CB | Lementor.net
La Banque des États de l’Afrique centrale vient de frapper un grand coup. D’ici 2028, toutes les entreprises extractives opérant dans la zone CEMAC — pétrole, gaz, mines — devront rapatrier au moins 70% de leurs recettes d’exportation dans le système bancaire de la zone. La décision est prise. Elle est contraignante. Et elle va provoquer un bras de fer d’une intensité que la région n’a pas connue depuis des années.
Pour comprendre l’enjeu, il faut mesurer l’ampleur du problème que la BEAC cherche à corriger. Depuis des décennies, les grandes compagnies pétrolières et minières qui extraient les ressources naturelles de la zone CEMAC rapatrient une infime partie de leurs revenus dans les banques locales. La grande majorité de leurs recettes circule dans des comptes offshores, à Londres, à Paris, à New York, à Singapour. Le pétrole du Gabon, du Cameroun, du Congo-Brazzaville, les minerais de la RCA et de la Guinée équatoriale — leurs revenus enrichissent les banques étrangères pendant que le FCFA se fragilise faute de réserves suffisantes.
Cette fuite de devises est l’un des facteurs structurels qui maintient la zone CEMAC dans une dépendance chronique vis-à-vis des marchés financiers internationaux et du Fonds monétaire international. Quand les cours du pétrole baissent, les réserves de change s’effondrent rapidement parce qu’elles ne sont jamais suffisamment alimentées par les recettes extractives. La BEAC se retrouve alors obligée de négocier des programmes d’ajustement, d’imposer des restrictions sur les transferts de devises, de gérer des crises de liquidité qui fragilisent des économies entières.

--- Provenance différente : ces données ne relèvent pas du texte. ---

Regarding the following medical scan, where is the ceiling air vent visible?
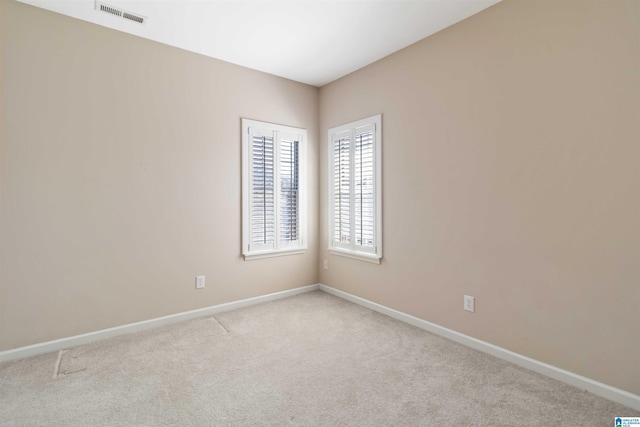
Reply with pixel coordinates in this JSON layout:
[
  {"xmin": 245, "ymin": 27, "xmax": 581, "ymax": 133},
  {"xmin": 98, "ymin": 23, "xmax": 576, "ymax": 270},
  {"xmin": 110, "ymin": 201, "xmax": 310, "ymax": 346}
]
[{"xmin": 96, "ymin": 1, "xmax": 147, "ymax": 24}]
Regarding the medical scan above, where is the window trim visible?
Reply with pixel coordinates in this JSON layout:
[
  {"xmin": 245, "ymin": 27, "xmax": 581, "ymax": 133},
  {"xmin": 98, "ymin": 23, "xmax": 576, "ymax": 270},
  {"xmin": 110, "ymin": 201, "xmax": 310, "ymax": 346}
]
[
  {"xmin": 327, "ymin": 114, "xmax": 382, "ymax": 264},
  {"xmin": 242, "ymin": 118, "xmax": 307, "ymax": 261}
]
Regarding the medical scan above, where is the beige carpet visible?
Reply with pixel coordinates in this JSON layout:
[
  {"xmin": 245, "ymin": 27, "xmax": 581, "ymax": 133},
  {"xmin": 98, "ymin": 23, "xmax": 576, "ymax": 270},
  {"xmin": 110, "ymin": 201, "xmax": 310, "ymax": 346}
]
[{"xmin": 0, "ymin": 291, "xmax": 640, "ymax": 427}]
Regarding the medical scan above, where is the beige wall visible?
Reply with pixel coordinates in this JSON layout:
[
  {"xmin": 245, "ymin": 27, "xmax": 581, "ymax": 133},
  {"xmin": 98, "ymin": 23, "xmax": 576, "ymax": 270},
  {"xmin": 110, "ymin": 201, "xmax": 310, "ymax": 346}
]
[
  {"xmin": 320, "ymin": 0, "xmax": 640, "ymax": 394},
  {"xmin": 0, "ymin": 0, "xmax": 319, "ymax": 350}
]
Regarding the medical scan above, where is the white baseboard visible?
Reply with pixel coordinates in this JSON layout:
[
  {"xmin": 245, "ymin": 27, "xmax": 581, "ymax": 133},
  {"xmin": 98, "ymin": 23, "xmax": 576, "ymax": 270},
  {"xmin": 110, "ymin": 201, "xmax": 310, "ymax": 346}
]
[
  {"xmin": 0, "ymin": 284, "xmax": 320, "ymax": 362},
  {"xmin": 319, "ymin": 284, "xmax": 640, "ymax": 411}
]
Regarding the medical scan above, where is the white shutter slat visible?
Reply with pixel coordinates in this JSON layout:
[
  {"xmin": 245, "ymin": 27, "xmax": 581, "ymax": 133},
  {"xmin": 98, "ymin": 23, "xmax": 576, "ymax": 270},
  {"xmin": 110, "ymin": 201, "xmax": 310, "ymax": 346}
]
[
  {"xmin": 354, "ymin": 130, "xmax": 374, "ymax": 249},
  {"xmin": 333, "ymin": 134, "xmax": 351, "ymax": 246},
  {"xmin": 250, "ymin": 134, "xmax": 276, "ymax": 249},
  {"xmin": 279, "ymin": 136, "xmax": 300, "ymax": 242}
]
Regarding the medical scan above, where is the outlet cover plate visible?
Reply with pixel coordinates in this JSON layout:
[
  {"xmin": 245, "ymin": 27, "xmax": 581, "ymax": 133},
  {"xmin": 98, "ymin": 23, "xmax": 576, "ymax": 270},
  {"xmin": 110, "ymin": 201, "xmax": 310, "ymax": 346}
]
[
  {"xmin": 196, "ymin": 276, "xmax": 204, "ymax": 289},
  {"xmin": 464, "ymin": 295, "xmax": 476, "ymax": 313}
]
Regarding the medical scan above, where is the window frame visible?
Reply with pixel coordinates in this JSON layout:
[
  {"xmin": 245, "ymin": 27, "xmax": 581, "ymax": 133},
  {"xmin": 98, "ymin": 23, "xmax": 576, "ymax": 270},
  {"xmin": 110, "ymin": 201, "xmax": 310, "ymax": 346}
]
[
  {"xmin": 327, "ymin": 114, "xmax": 382, "ymax": 264},
  {"xmin": 242, "ymin": 118, "xmax": 307, "ymax": 261}
]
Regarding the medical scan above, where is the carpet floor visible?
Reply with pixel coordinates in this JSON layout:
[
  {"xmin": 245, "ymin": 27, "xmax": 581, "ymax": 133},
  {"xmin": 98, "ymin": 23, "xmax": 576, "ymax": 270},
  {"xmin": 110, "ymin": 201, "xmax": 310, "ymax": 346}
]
[{"xmin": 0, "ymin": 291, "xmax": 640, "ymax": 427}]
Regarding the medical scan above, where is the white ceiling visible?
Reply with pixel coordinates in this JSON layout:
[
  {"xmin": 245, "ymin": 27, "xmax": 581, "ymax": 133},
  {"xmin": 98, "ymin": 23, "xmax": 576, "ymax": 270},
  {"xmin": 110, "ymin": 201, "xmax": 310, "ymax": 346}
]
[{"xmin": 19, "ymin": 0, "xmax": 501, "ymax": 86}]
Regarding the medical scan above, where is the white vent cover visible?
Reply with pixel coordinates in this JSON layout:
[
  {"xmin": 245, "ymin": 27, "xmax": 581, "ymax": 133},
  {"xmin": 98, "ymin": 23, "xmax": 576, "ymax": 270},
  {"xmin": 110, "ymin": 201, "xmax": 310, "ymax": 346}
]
[{"xmin": 96, "ymin": 0, "xmax": 147, "ymax": 24}]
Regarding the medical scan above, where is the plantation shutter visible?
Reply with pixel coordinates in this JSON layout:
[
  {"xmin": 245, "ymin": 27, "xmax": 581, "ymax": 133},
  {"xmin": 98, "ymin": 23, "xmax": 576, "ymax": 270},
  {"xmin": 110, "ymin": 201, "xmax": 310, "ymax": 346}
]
[
  {"xmin": 279, "ymin": 135, "xmax": 300, "ymax": 246},
  {"xmin": 329, "ymin": 117, "xmax": 382, "ymax": 262},
  {"xmin": 250, "ymin": 129, "xmax": 276, "ymax": 250},
  {"xmin": 242, "ymin": 118, "xmax": 307, "ymax": 260},
  {"xmin": 353, "ymin": 126, "xmax": 375, "ymax": 251},
  {"xmin": 333, "ymin": 131, "xmax": 352, "ymax": 248}
]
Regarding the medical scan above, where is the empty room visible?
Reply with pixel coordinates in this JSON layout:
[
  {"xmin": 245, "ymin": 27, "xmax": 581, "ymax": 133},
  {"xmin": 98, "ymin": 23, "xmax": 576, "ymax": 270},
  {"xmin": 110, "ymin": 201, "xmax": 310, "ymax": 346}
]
[{"xmin": 0, "ymin": 0, "xmax": 640, "ymax": 427}]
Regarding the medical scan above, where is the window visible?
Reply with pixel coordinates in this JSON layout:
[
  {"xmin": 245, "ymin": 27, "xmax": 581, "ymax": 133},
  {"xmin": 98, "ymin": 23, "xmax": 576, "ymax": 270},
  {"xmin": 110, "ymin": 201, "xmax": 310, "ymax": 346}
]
[
  {"xmin": 328, "ymin": 115, "xmax": 382, "ymax": 263},
  {"xmin": 242, "ymin": 119, "xmax": 307, "ymax": 260}
]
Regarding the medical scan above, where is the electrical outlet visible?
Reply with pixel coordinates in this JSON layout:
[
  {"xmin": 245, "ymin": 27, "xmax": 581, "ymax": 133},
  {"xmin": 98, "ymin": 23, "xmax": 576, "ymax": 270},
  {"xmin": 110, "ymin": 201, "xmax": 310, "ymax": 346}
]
[
  {"xmin": 196, "ymin": 276, "xmax": 204, "ymax": 289},
  {"xmin": 464, "ymin": 295, "xmax": 476, "ymax": 313}
]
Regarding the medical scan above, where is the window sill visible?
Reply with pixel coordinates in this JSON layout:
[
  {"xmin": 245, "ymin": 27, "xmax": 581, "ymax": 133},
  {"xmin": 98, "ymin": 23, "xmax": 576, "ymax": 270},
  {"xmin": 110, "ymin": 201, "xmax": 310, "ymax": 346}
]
[
  {"xmin": 243, "ymin": 248, "xmax": 307, "ymax": 261},
  {"xmin": 329, "ymin": 248, "xmax": 382, "ymax": 264}
]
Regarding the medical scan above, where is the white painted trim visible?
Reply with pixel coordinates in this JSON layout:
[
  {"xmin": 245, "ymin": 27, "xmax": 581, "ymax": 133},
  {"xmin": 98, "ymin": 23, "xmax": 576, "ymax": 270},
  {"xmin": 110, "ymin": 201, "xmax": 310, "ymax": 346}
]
[
  {"xmin": 319, "ymin": 284, "xmax": 640, "ymax": 411},
  {"xmin": 0, "ymin": 284, "xmax": 320, "ymax": 362}
]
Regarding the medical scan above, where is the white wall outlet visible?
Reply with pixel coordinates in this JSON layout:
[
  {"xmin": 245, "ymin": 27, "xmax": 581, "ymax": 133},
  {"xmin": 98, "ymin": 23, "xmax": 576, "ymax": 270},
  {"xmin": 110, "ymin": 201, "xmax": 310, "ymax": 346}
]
[
  {"xmin": 196, "ymin": 276, "xmax": 204, "ymax": 289},
  {"xmin": 464, "ymin": 295, "xmax": 476, "ymax": 313}
]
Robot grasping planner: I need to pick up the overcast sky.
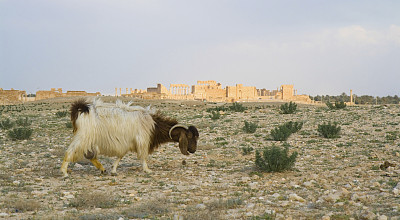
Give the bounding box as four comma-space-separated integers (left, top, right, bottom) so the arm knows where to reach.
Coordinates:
0, 0, 400, 96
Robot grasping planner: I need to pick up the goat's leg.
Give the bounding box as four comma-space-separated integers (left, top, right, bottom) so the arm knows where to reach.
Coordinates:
111, 157, 122, 176
60, 156, 69, 178
90, 158, 107, 174
141, 158, 153, 173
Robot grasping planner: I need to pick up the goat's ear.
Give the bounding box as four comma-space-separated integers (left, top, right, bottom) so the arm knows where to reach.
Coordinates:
189, 126, 199, 137
179, 131, 190, 155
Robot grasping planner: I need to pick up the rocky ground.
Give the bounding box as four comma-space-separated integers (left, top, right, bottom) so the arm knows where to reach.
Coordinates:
0, 98, 400, 220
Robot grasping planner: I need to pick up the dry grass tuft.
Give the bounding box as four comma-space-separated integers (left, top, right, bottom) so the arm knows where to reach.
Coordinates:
69, 191, 118, 209
3, 198, 41, 213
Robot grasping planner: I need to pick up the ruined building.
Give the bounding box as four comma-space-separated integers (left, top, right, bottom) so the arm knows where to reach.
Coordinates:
115, 80, 311, 103
0, 88, 27, 104
36, 88, 101, 100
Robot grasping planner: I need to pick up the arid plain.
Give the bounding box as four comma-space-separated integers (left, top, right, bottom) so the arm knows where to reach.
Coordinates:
0, 97, 400, 220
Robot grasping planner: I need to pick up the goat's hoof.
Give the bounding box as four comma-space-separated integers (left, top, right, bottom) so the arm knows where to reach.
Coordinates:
143, 169, 153, 173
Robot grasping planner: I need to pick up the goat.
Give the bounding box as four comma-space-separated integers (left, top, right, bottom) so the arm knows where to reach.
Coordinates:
61, 99, 199, 177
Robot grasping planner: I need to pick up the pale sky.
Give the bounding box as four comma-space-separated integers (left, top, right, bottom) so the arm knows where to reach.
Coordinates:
0, 0, 400, 96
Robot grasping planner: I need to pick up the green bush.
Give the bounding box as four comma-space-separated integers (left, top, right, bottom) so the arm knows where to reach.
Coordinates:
271, 121, 303, 141
56, 111, 68, 118
210, 111, 221, 120
243, 121, 258, 133
280, 102, 297, 114
335, 101, 346, 109
65, 121, 72, 128
318, 122, 342, 138
242, 146, 254, 155
15, 117, 32, 127
8, 127, 32, 140
0, 118, 15, 130
256, 144, 298, 172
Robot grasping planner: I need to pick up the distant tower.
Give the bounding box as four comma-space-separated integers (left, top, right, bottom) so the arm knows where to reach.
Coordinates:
350, 89, 353, 105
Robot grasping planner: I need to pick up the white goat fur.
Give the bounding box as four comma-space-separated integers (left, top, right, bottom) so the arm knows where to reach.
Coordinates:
61, 99, 155, 176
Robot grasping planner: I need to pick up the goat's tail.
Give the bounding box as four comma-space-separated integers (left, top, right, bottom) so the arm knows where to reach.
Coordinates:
70, 99, 90, 133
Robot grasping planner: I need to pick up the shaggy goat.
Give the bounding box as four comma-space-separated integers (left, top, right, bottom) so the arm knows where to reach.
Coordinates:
61, 99, 199, 177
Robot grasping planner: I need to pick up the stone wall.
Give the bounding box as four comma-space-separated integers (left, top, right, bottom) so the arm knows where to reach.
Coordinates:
0, 88, 27, 104
36, 88, 101, 100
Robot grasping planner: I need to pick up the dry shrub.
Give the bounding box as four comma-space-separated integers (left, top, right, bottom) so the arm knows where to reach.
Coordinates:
69, 191, 118, 209
4, 198, 41, 212
123, 198, 170, 218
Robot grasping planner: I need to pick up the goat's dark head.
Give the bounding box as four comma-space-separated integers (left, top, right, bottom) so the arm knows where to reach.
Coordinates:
170, 125, 199, 155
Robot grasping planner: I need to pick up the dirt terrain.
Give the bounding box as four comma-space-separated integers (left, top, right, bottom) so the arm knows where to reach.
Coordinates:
0, 97, 400, 220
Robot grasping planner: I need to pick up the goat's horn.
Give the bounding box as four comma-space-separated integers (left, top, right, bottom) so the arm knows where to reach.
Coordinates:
169, 124, 189, 139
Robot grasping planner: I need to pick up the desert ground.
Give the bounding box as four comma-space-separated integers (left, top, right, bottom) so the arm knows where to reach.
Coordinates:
0, 97, 400, 220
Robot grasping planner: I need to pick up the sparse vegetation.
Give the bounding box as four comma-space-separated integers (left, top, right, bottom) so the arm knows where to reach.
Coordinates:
0, 118, 15, 130
15, 117, 32, 127
210, 111, 221, 121
255, 144, 298, 172
325, 101, 346, 110
318, 122, 342, 138
69, 191, 118, 209
0, 97, 400, 220
8, 127, 32, 140
241, 146, 254, 155
243, 121, 258, 133
280, 102, 297, 114
56, 111, 68, 118
229, 102, 247, 112
271, 121, 303, 141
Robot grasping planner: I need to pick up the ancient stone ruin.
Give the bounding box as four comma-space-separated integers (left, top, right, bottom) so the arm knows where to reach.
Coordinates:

La règle des 70% vise à casser ce cercle vicieux. En forçant les extractives à domicilier une part significative de leurs revenus dans les banques de la zone, la BEAC espère épaissir le coussin de réserves qui protège le FCFA, renforcer la liquidité du système bancaire régional, et réduire la vulnérabilité de la zone aux chocs extérieurs. Sur le papier, c’est une décision souveraine, légitime, et économiquement justifiée.
Sur le terrain, c’est une autre histoire. Les grandes compagnies extractives — TotalEnergies, Perenco, Glencore, et d’autres encore — ne sont pas réputées pour leur enthousiasme face aux obligations de rapatriement. Leurs contrats, souvent négociés il y a des décennies dans des contextes où les États étaient en position de faiblesse, prévoient des garanties de transfert libre des capitaux. Certains de ces contrats contiennent des clauses de stabilisation qui les protègent contre les changements réglementaires. La mise en oeuvre de cette décision de la BEAC risque de se heurter à des contestations juridiques, à des pressions diplomatiques, et à des négociations âpres contrat par contrat.
Pour la Côte d’Ivoire, membre de l’UEMOA et non de la CEMAC, cette décision ne s’applique pas directement. Mais elle dit quelque chose d’important sur la direction que prend la politique monétaire en Afrique subsaharienne. La question du rapatriement des devises extractives se pose également en zone UEMOA, où les mêmes mécanismes de fuite de capitaux existent dans les secteurs minier et pétrolier. Ce que la BEAC tente de faire aujourd’hui, la BCEAO pourrait être amenée à l’envisager demain.
L’Afrique extrait. L’Afrique s’appauvrit. La BEAC a décidé d’agir. Reste à savoir si elle en a les moyens.